Lastly we will format the transcript if formatting is enabled. Again this is only recommended for use cases where the end user will be shown the transcript as it adds some latency for voice agents.

1{
2 "turn_order": 1,
3 "turn_is_formatted": true,
4 "end_of_turn": true,
5 "transcript": "I am a voice agent.",
6 "end_of_turn_confidence": 0.750889,
7 "words": [
8 {
9 "start": 5200,
10 "end": 5280,
11 "text": "I",
12 "confidence": 0.561945,
13 "word_is_final": true
14 },
15 {
16 "start": 5440,
17 "end": 5520,
18 "text": "am",
19 "confidence": 0.804111,
20 "word_is_final": true
21 },
22 {
23 "start": 5600,
24 "end": 5680,
25 "text": "a",
26 "confidence": 0.998217,
27 "word_is_final": true
28 },
29 {
30 "start": 5680,
31 "end": 5760,
32 "text": "voice",
33 "confidence": 0.910144,
34 "word_is_final": true
35 },
36 {
37 "start": 5920,
38 "end": 6080,
39 "text": "agent.",
40 "confidence": 0.970552,
41 "word_is_final": true
42 }
43 ],
44 "utterance": "",
45 "type": "Turn"
46}

Best practices

Voice agents

  • Grab the utterance parameter as soon as it is available for the fastest STT model response.
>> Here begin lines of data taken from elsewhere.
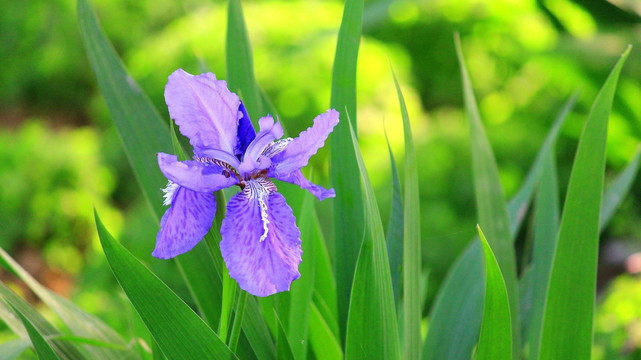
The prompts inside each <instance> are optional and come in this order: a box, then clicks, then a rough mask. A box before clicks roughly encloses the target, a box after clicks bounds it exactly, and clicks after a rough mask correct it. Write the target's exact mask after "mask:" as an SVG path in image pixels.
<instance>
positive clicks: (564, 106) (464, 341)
mask: <svg viewBox="0 0 641 360" xmlns="http://www.w3.org/2000/svg"><path fill="white" fill-rule="evenodd" d="M576 97H577V96H576V95H574V96H572V97H571V98H570V99H569V100H568V101H567V102H566V103H565V105H564V106H563V108H562V110H561V111H560V112H559V114H558V116H557V117H556V119H555V121H554V124H553V125H552V128H551V129H550V131H548V134H547V135H546V138H545V140H544V142H543V144H542V146H541V148H540V150H539V152H538V153H537V155H536V158H535V160H534V162H533V164H532V166H531V167H530V170H529V171H528V174H527V176H526V178H525V181H524V182H523V185H521V187H520V189H519V191H518V192H517V193H516V195H514V197H512V199H510V201H509V202H508V204H507V209H508V217H509V222H510V224H509V228H510V233H511V235H512V237H514V235H515V234H516V232H517V231H518V229H519V228H520V226H521V224H522V223H523V219H524V218H525V214H526V212H527V208H528V206H529V203H530V199H531V197H532V193H533V192H534V190H535V188H536V185H537V184H538V181H539V179H540V178H541V173H542V171H543V159H544V158H545V156H547V154H548V153H549V152H550V151H551V149H552V147H553V144H554V142H555V141H556V139H557V137H558V135H559V132H560V129H561V127H562V126H563V124H564V123H565V120H566V119H567V115H568V114H569V113H570V111H571V110H572V108H573V106H574V104H575V102H576ZM512 240H514V238H512ZM482 251H483V250H482V249H481V247H480V243H479V242H478V241H472V242H470V245H468V247H467V248H466V249H465V250H464V251H463V252H462V254H461V255H460V256H459V258H458V259H457V260H456V262H455V263H454V264H453V265H452V266H451V268H450V270H449V272H448V275H447V277H446V278H445V281H444V282H443V285H441V290H440V291H439V293H438V295H437V297H436V301H435V303H434V305H433V306H432V309H431V311H430V317H429V318H430V328H429V331H428V333H427V338H426V340H425V342H424V345H423V357H424V358H425V359H437V360H441V359H461V360H463V359H465V360H467V359H469V358H470V356H471V354H472V350H473V348H474V346H475V344H476V343H477V340H478V334H479V329H480V326H481V316H482V311H483V283H482V282H481V281H480V278H479V276H480V275H479V274H482V273H481V271H482V263H481V261H480V259H481V252H482ZM463 294H464V295H463ZM454 339H456V340H454Z"/></svg>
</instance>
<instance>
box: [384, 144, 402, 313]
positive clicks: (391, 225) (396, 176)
mask: <svg viewBox="0 0 641 360" xmlns="http://www.w3.org/2000/svg"><path fill="white" fill-rule="evenodd" d="M385 141H386V142H387V151H388V152H389V156H390V164H391V170H392V210H391V211H390V220H389V224H388V225H387V236H386V239H385V240H386V242H387V255H388V256H389V263H390V272H391V274H392V289H393V290H394V302H395V303H396V305H397V307H398V305H399V298H400V291H401V269H402V266H403V265H402V263H403V198H402V195H401V181H400V179H399V178H398V169H397V168H396V160H394V154H393V153H392V148H391V147H390V144H389V139H388V138H387V132H385Z"/></svg>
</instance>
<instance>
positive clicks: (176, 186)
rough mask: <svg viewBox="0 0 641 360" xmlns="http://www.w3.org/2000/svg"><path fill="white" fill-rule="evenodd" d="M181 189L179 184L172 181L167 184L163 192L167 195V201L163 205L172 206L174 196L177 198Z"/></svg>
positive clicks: (166, 200)
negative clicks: (177, 191) (178, 192)
mask: <svg viewBox="0 0 641 360" xmlns="http://www.w3.org/2000/svg"><path fill="white" fill-rule="evenodd" d="M179 187H180V186H179V185H178V184H176V183H174V182H173V181H171V180H169V181H168V182H167V187H165V188H164V189H162V192H164V193H165V195H163V196H164V197H165V201H163V203H162V204H163V205H165V206H169V205H171V203H172V202H173V201H174V196H176V191H178V188H179Z"/></svg>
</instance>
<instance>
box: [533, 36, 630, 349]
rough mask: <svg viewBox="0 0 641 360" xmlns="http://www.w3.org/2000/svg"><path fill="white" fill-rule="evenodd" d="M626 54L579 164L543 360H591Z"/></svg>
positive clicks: (596, 107) (555, 282) (544, 322)
mask: <svg viewBox="0 0 641 360" xmlns="http://www.w3.org/2000/svg"><path fill="white" fill-rule="evenodd" d="M629 53H630V48H629V47H628V49H627V50H626V51H625V52H624V53H623V55H622V56H621V58H620V59H619V61H618V62H617V64H616V65H615V66H614V69H613V70H612V72H611V73H610V75H609V76H608V79H607V80H606V81H605V84H604V85H603V87H602V89H601V91H600V92H599V94H598V95H597V98H596V100H595V102H594V105H593V107H592V109H591V110H590V114H589V115H588V119H587V121H586V123H585V126H584V128H583V133H582V134H581V138H580V140H579V145H578V149H577V153H576V157H575V159H574V165H573V168H572V174H571V175H570V183H569V186H568V193H567V196H566V199H565V205H564V208H563V215H562V218H561V224H560V229H559V235H558V240H557V248H556V251H555V255H554V261H553V264H552V271H551V275H550V283H549V290H548V294H547V301H546V305H545V315H544V320H543V333H542V337H541V350H540V358H542V359H549V358H552V357H554V358H562V359H569V360H571V359H589V358H590V353H591V349H592V328H593V317H594V314H593V312H594V301H595V291H596V263H597V256H598V244H599V213H600V208H601V195H602V192H603V174H604V171H605V145H606V139H607V129H608V118H609V116H610V109H611V107H612V100H613V98H614V93H615V90H616V85H617V81H618V78H619V74H620V72H621V68H622V67H623V63H624V62H625V59H626V58H627V56H628V54H629Z"/></svg>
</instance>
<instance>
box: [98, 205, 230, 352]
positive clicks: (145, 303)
mask: <svg viewBox="0 0 641 360" xmlns="http://www.w3.org/2000/svg"><path fill="white" fill-rule="evenodd" d="M95 218H96V227H97V228H98V236H99V237H100V243H101V244H102V247H103V250H104V252H105V255H106V256H107V261H108V262H109V266H110V267H111V270H112V271H113V273H114V275H115V276H116V279H117V280H118V283H120V286H121V287H122V289H123V290H124V291H125V294H127V297H128V298H129V300H130V301H131V303H132V304H133V306H134V308H135V309H136V311H137V312H138V314H140V317H141V318H142V319H143V321H144V322H145V324H146V325H147V328H148V329H149V331H150V332H151V334H152V336H153V337H154V339H155V340H156V341H157V343H158V346H159V347H160V349H161V350H162V352H163V353H164V354H165V356H166V357H167V358H168V359H225V360H228V359H231V358H236V356H235V355H234V354H233V353H232V352H231V351H230V350H229V348H228V347H227V346H226V345H225V343H224V342H222V341H221V340H220V338H218V336H217V335H216V334H215V333H214V332H213V331H212V330H211V329H210V328H209V327H208V326H207V324H205V323H204V322H203V320H202V319H201V318H200V317H198V315H197V314H196V313H195V312H193V310H191V308H189V306H188V305H187V304H185V303H184V302H183V301H182V300H181V299H180V298H179V297H178V296H177V295H176V294H174V293H173V292H172V291H171V289H169V288H168V287H167V285H165V284H164V283H163V282H162V281H161V280H160V279H158V278H157V277H156V276H155V275H154V274H153V273H152V272H151V271H149V269H147V268H146V267H145V266H144V265H143V264H142V263H140V261H138V260H137V259H136V258H135V257H134V256H133V255H132V254H131V253H129V252H128V251H127V250H126V249H125V248H124V247H123V246H122V245H120V244H119V243H118V242H116V240H115V239H114V238H113V237H112V236H111V234H109V232H107V230H106V229H105V227H104V225H103V224H102V222H101V221H100V218H99V217H98V214H97V213H95Z"/></svg>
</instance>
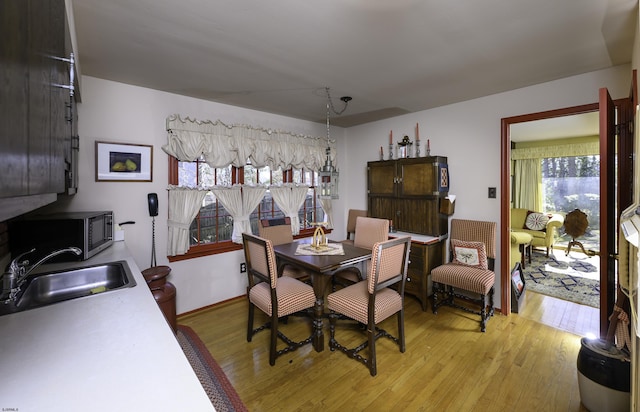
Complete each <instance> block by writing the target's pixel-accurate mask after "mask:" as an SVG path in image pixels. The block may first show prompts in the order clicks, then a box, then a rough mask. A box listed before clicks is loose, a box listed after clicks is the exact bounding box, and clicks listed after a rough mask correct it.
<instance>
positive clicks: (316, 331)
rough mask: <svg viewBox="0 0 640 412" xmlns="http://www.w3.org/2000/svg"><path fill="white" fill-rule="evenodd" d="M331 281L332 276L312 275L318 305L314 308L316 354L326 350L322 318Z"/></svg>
mask: <svg viewBox="0 0 640 412" xmlns="http://www.w3.org/2000/svg"><path fill="white" fill-rule="evenodd" d="M330 281H331V276H326V275H322V274H312V275H311V283H313V292H314V293H315V295H316V304H315V306H314V308H313V312H314V313H313V348H314V349H315V350H316V352H322V351H323V350H324V331H323V325H322V318H323V316H324V293H325V291H326V290H327V285H328V284H329V283H330Z"/></svg>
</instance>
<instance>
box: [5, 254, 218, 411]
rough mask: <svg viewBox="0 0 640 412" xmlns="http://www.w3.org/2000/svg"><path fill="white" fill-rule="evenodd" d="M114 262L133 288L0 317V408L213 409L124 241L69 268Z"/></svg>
mask: <svg viewBox="0 0 640 412" xmlns="http://www.w3.org/2000/svg"><path fill="white" fill-rule="evenodd" d="M117 260H126V261H127V264H128V265H129V267H130V268H131V270H132V272H133V274H134V277H135V280H136V282H137V285H136V286H135V287H132V288H125V289H120V290H116V291H108V292H103V293H100V294H97V295H93V296H89V297H84V298H78V299H74V300H70V301H66V302H60V303H56V304H53V305H49V306H45V307H41V308H37V309H32V310H27V311H24V312H19V313H15V314H11V315H5V316H0V410H2V411H19V412H32V411H34V412H35V411H65V412H69V411H83V412H84V411H109V412H114V411H154V412H155V411H214V410H215V409H214V408H213V406H212V404H211V402H210V401H209V398H208V396H207V394H206V393H205V392H204V389H203V388H202V386H201V385H200V381H199V380H198V378H197V377H196V375H195V373H194V372H193V369H191V366H190V364H189V362H188V361H187V358H186V357H185V356H184V353H183V352H182V349H181V348H180V345H179V344H178V342H177V340H176V338H175V336H174V335H173V332H172V330H171V328H170V327H169V325H168V324H167V322H166V321H165V319H164V316H163V315H162V312H161V311H160V308H159V307H158V305H157V304H156V302H155V300H154V299H153V296H152V295H151V292H150V291H149V288H148V287H147V285H146V283H145V280H144V278H143V276H142V274H141V273H140V269H139V268H138V266H137V265H136V264H135V262H134V261H133V259H132V258H131V256H130V255H129V252H128V251H127V249H126V246H125V245H124V242H115V243H114V245H113V246H112V247H110V248H108V249H106V250H104V251H103V252H101V253H99V254H97V255H96V256H94V257H93V258H92V259H90V260H88V261H85V262H73V263H72V264H71V265H73V266H79V265H93V264H98V263H104V262H111V261H117ZM64 265H67V266H68V265H69V264H68V263H67V264H62V263H58V264H52V265H48V268H49V269H52V270H55V269H58V268H61V267H62V266H64ZM43 267H44V268H47V267H46V266H43ZM178 293H180V291H178Z"/></svg>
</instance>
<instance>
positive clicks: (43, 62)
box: [0, 0, 77, 220]
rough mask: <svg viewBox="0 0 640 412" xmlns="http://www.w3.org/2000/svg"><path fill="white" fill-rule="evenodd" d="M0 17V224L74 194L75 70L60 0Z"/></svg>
mask: <svg viewBox="0 0 640 412" xmlns="http://www.w3.org/2000/svg"><path fill="white" fill-rule="evenodd" d="M0 10H1V13H0V34H1V35H2V39H3V40H2V45H1V46H0V61H2V62H3V63H2V64H0V79H2V85H1V86H0V220H4V219H7V218H10V217H13V216H16V215H18V214H21V213H25V212H28V211H29V210H32V209H34V208H37V207H40V206H43V205H44V204H47V203H50V202H51V201H55V199H56V198H57V194H60V193H72V192H71V191H69V190H68V187H69V176H70V172H69V171H70V170H71V169H72V162H71V160H72V146H71V142H72V141H74V139H72V136H73V130H74V125H73V123H72V120H73V119H72V116H71V113H72V112H73V109H74V97H73V93H72V90H73V88H72V87H70V78H71V72H72V70H74V69H73V68H72V66H71V64H70V58H69V57H70V54H71V52H72V50H71V42H70V30H69V27H68V19H67V14H66V13H67V12H66V7H65V2H64V0H6V1H2V3H1V6H0ZM75 146H76V147H77V143H76V145H75Z"/></svg>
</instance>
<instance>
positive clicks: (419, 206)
mask: <svg viewBox="0 0 640 412" xmlns="http://www.w3.org/2000/svg"><path fill="white" fill-rule="evenodd" d="M447 194H448V166H447V158H446V157H442V156H429V157H421V158H409V159H398V160H382V161H376V162H369V163H367V195H368V202H369V204H368V209H369V214H370V215H371V216H372V217H379V218H384V219H389V220H392V221H393V226H394V227H395V229H396V230H400V231H405V232H411V233H417V234H423V235H429V236H442V235H446V234H447V233H448V223H449V222H448V217H447V215H446V214H443V213H440V203H441V202H442V200H443V199H444V198H445V197H446V196H447Z"/></svg>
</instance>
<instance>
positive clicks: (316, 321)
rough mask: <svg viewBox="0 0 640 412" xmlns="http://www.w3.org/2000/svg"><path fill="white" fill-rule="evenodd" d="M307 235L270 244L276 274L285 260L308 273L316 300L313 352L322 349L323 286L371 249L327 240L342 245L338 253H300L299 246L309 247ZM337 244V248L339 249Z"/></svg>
mask: <svg viewBox="0 0 640 412" xmlns="http://www.w3.org/2000/svg"><path fill="white" fill-rule="evenodd" d="M310 244H311V239H310V238H308V239H300V240H296V241H294V242H291V243H284V244H280V245H274V247H273V249H274V251H275V255H276V260H277V265H278V275H279V276H280V275H281V274H282V270H283V267H284V266H285V265H287V264H289V265H294V266H297V267H299V268H302V269H304V270H305V271H307V272H308V273H309V276H310V278H311V284H312V286H313V291H314V294H315V295H316V302H315V305H314V310H313V339H312V343H313V348H314V349H315V350H316V352H322V351H323V350H324V331H323V318H324V317H325V313H324V295H325V293H326V292H327V286H329V285H330V284H331V277H332V276H333V274H334V273H336V272H337V271H338V270H341V269H344V268H347V267H357V266H358V264H360V263H361V262H364V261H367V260H370V259H371V250H370V249H364V248H360V247H356V246H353V245H352V244H350V243H341V242H330V245H334V246H336V247H337V246H338V245H340V247H339V248H341V249H342V253H340V254H327V253H321V252H319V253H311V252H310V253H305V254H300V250H301V248H306V249H307V250H308V249H309V248H308V246H309V245H310ZM339 248H338V249H339Z"/></svg>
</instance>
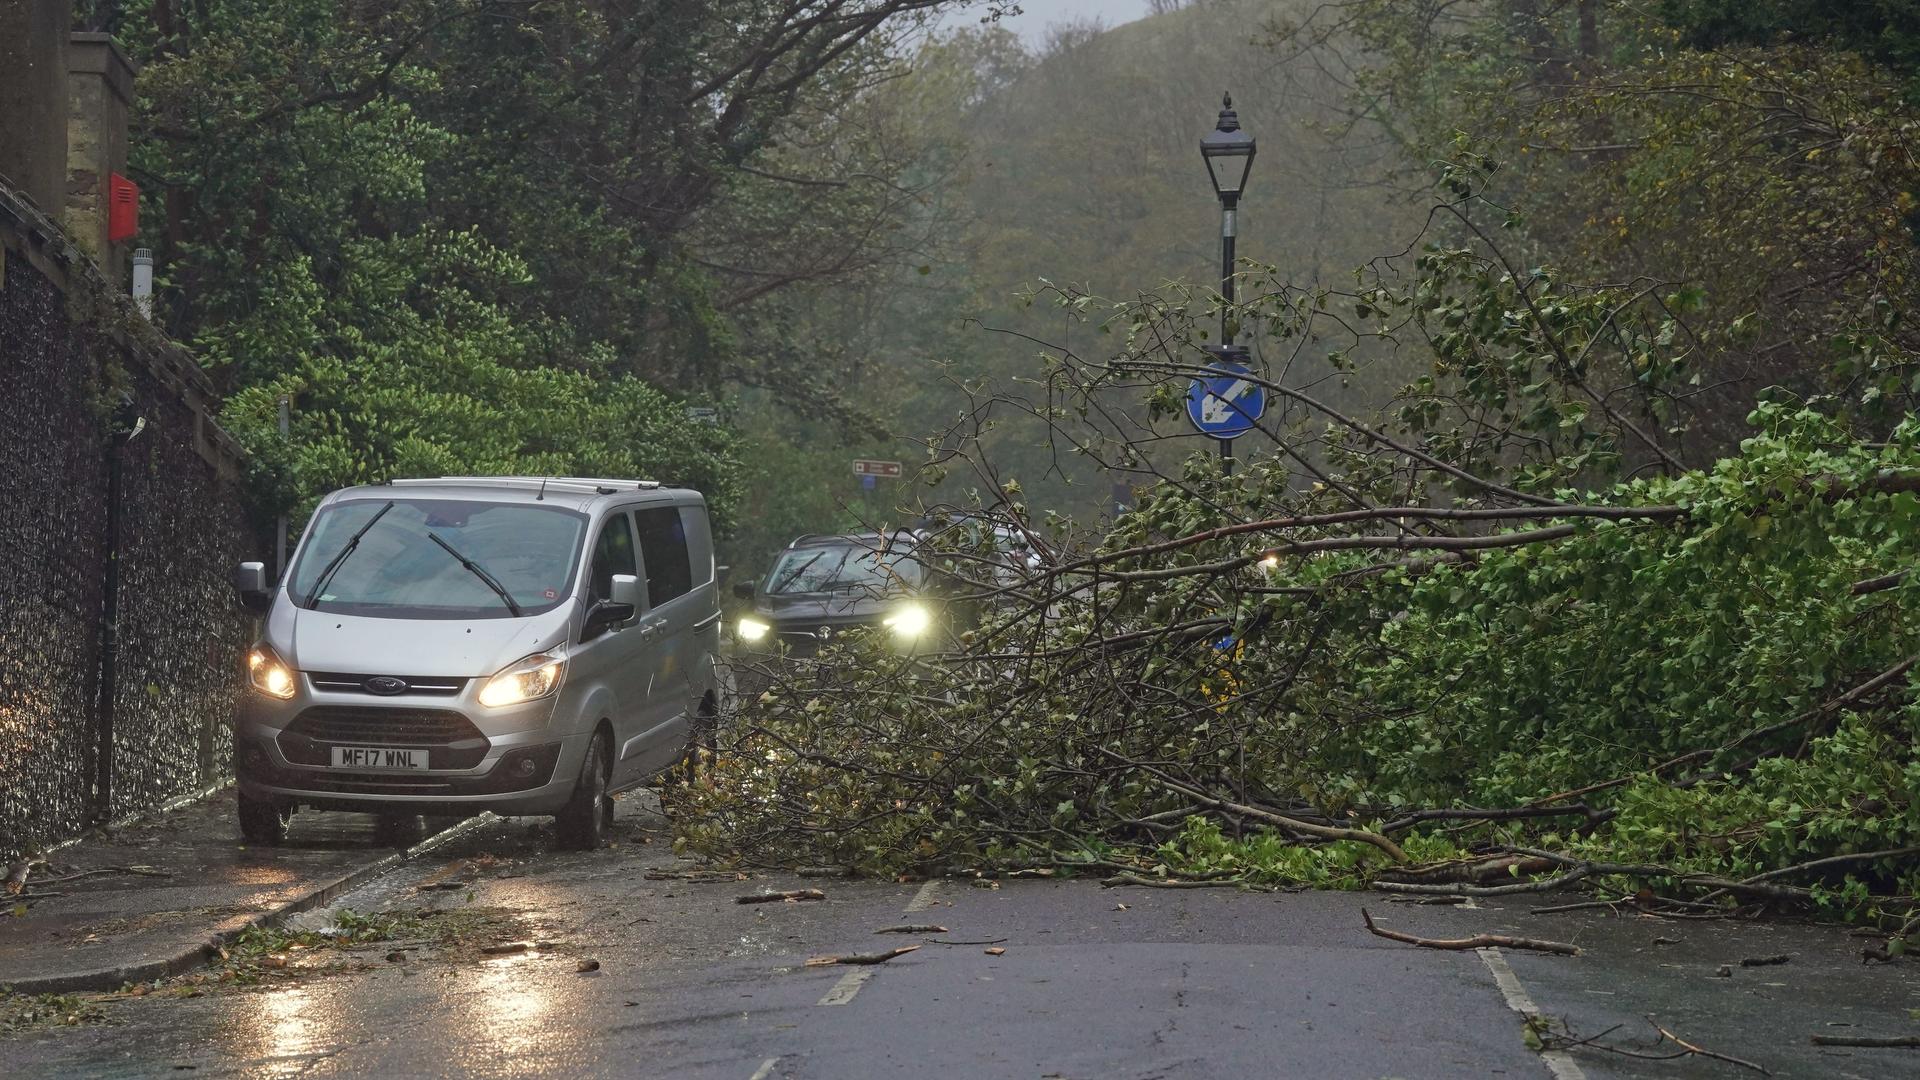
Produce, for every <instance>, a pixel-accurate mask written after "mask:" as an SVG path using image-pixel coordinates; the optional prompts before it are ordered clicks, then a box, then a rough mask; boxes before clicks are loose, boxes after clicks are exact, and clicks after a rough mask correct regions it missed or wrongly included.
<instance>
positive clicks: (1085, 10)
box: [945, 0, 1146, 42]
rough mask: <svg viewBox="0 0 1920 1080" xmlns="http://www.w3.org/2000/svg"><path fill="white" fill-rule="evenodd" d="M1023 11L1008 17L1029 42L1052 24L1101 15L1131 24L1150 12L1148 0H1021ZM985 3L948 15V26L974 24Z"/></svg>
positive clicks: (1106, 23) (1016, 30)
mask: <svg viewBox="0 0 1920 1080" xmlns="http://www.w3.org/2000/svg"><path fill="white" fill-rule="evenodd" d="M1018 2H1020V8H1021V12H1023V13H1020V15H1012V17H1008V19H1006V27H1008V29H1010V31H1014V33H1018V35H1020V37H1023V38H1025V40H1029V42H1037V40H1041V37H1043V35H1044V33H1046V27H1048V25H1052V23H1073V21H1079V19H1092V17H1098V19H1100V21H1102V23H1106V25H1108V27H1117V25H1119V23H1131V21H1133V19H1139V17H1140V15H1144V13H1146V0H1018ZM985 10H987V6H985V4H973V6H970V8H964V10H960V12H954V13H950V15H947V19H945V21H947V25H954V27H960V25H972V23H977V21H979V17H981V13H985Z"/></svg>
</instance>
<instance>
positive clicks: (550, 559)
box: [288, 500, 586, 619]
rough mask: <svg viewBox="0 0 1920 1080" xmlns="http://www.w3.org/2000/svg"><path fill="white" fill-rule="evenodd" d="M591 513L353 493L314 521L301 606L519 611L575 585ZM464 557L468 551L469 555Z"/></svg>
mask: <svg viewBox="0 0 1920 1080" xmlns="http://www.w3.org/2000/svg"><path fill="white" fill-rule="evenodd" d="M584 532H586V517H584V515H580V513H576V511H570V509H561V507H541V505H526V503H488V502H470V500H353V502H340V503H332V505H328V507H324V509H321V513H317V515H315V517H313V523H309V525H307V542H305V544H301V548H300V559H298V561H296V563H294V571H292V577H290V578H288V580H290V588H292V594H294V601H296V603H300V605H301V607H315V609H323V611H338V613H344V615H371V617H376V619H511V617H515V615H538V613H541V611H551V609H553V607H559V605H561V601H563V600H564V598H566V596H568V594H570V592H572V584H574V567H576V565H578V563H580V538H582V534H584ZM463 559H465V561H463Z"/></svg>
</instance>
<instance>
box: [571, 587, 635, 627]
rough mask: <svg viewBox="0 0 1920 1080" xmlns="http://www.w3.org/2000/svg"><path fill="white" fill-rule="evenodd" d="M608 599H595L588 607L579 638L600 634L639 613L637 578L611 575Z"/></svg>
mask: <svg viewBox="0 0 1920 1080" xmlns="http://www.w3.org/2000/svg"><path fill="white" fill-rule="evenodd" d="M607 592H611V594H612V596H611V598H609V600H595V601H593V607H588V617H586V621H584V623H582V625H580V640H582V642H586V640H589V638H597V636H601V634H603V632H605V630H607V628H611V626H618V625H622V623H628V621H632V619H634V615H639V578H637V577H634V575H612V586H611V588H609V590H607Z"/></svg>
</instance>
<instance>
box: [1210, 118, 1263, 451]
mask: <svg viewBox="0 0 1920 1080" xmlns="http://www.w3.org/2000/svg"><path fill="white" fill-rule="evenodd" d="M1200 158H1202V160H1204V161H1206V171H1208V179H1210V181H1213V194H1215V196H1219V294H1221V296H1223V298H1225V300H1227V304H1225V306H1223V307H1221V311H1219V344H1217V346H1213V348H1212V350H1208V352H1212V354H1213V356H1215V357H1217V359H1221V361H1231V363H1246V357H1248V350H1244V348H1240V346H1236V344H1233V338H1235V332H1233V331H1235V325H1233V240H1235V233H1236V221H1235V219H1236V215H1238V208H1240V192H1244V190H1246V177H1248V173H1252V171H1254V136H1252V135H1248V133H1244V131H1240V117H1238V115H1236V113H1235V111H1233V94H1221V100H1219V119H1217V121H1215V125H1213V131H1210V133H1206V138H1202V140H1200ZM1219 457H1221V471H1223V473H1233V440H1231V438H1221V440H1219Z"/></svg>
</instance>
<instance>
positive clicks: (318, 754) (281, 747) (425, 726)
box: [280, 705, 490, 769]
mask: <svg viewBox="0 0 1920 1080" xmlns="http://www.w3.org/2000/svg"><path fill="white" fill-rule="evenodd" d="M334 746H394V748H426V757H428V767H430V769H472V767H474V765H480V759H482V757H486V751H488V746H490V744H488V738H486V736H484V734H480V728H476V726H474V724H472V721H468V719H467V717H465V715H461V713H455V711H453V709H403V707H380V705H313V707H309V709H303V711H301V713H300V715H298V717H294V723H292V724H288V726H286V730H284V732H280V753H284V755H286V759H288V761H292V763H296V765H330V763H332V748H334Z"/></svg>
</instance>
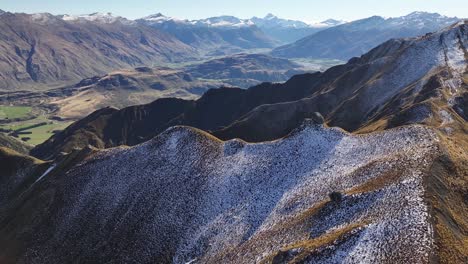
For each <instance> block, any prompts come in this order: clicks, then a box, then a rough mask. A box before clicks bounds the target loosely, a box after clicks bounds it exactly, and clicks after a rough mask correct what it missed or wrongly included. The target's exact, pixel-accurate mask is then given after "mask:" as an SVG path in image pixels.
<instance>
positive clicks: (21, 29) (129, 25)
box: [0, 13, 198, 91]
This is particularly useful if you are using an external Turn Detection model. You can read more about configuring for third-party turn detection here.
  • Avoid using format_turns as it will significantly increase latency. LLMs don’t need formatting so you can just pass raw text as soon as its ready.
  • Utilize the end_of_turn parameter to determine when a user is likely to end their turn. Combined with a VAD you can determine if the user is continuing to speak, or if the turn has ended and you can safely interrupt with your voice agent.
    • Note that AssemblyAI has a built-in VAD to the model. If you modify min_turn_silence latency will increase but you can substitute the model entirely for a VAD.

Notetakers and Closed captioning

  • Utilize format_turns since text will be displayed to the end user and this will make it human-readable. The added latency will be less noticeable to the human eye in these applications.
  • Utilize keyterms_prompt to increase the accuracy of rare words and entities. Again since the text will be shown to the end user this will improve their perception of accuracy.

Session termination

When the session ends (either by sending a Terminate message or when the session expires), the server sends a Termination message with the total audio and session durations.

1{
2 "type": "Termination",
3 "audio_duration_seconds": 7,
4 "session_duration_seconds": 7
5}

After receiving the Termination message, no further messages will be sent and the WebSocket connection will be closed.